Cada vez mais tem havido diferença entre a semana e os fins de semana. Antes, não havia. Felizmente, com o tempo e com a construção de boas equipas, consigo ter mais fins de semana para a família, algo que até há muito pouco tempo, não conseguia. Nem fins de semana, nem Natal, nem Ano Novo. E acho fundamental que os tenhamos.
Quais são os seus hábitos de jantar? Horário e exemplo de menu?
O meu horário de jantar é igual ao de toda a gente. Em termos de menu, cada vez mais baseio as minhas refeições em vegetais e proteína animal.
O que faz antes de dormir?
Antes de dormir, leio muitas vezes. Outras vezes, vejo filmes. E há noites em que simplesmente me deixo perder nas horas a conversar com a minha mulher, com os meus filhos ou com os meus amigos. Como disse, nenhum dia é igual ao outro.
A que horas se costuma deitar e quantas horas dedica ao sono?
O sono também depende dos dias, mas tento dormir sempre seis horas ou mais.

Como mantém o equilíbrio entre sua vida pessoal e profissional?
Mantenho facilmente o equilíbrio entre as duas vidas, porque a maturidade é um posto.
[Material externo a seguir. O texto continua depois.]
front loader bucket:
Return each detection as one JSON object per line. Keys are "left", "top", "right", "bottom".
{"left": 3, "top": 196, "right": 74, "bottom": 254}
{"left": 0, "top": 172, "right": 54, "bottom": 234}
Os meus filhos estão a crescer muito rapidamente e eu quero aproveitar todos os momentos com eles. Por isso, consigo gerir muito bem o tempo que passo a trabalhar e o tempo que passo com eles.
Vê-se a ter outra profissão?
Tenho muitas profissões. Em minha casa até há uma piada, dizem-me que posso tudo só não posso é cantar.
O que mais gostaria que mudasse no futuro?
O que eu gostava que mudasse eram as condições para a hotelaria em Portugal. Estão feitas de forma que nenhum pequeno ou médio empreendedor consiga ter negócios de sucesso. É urgente mudar isso. Portugal não está feito para empreendedores, infelizmente tenho de o dizer. Sou o primeiro a proteger e a defender o país, mas neste momento está muito complicado manter negócios por cá, sobretudo sem grupos de investimento por trás. E isso é muito triste, porque sempre incentivei toda a gente que trabalhou comigo a ser empreendedor, a construir o seu caminho. Mas, com o nível de impostos, a falta de apoios e o contexto atual, o país não está, de facto, preparado para isso.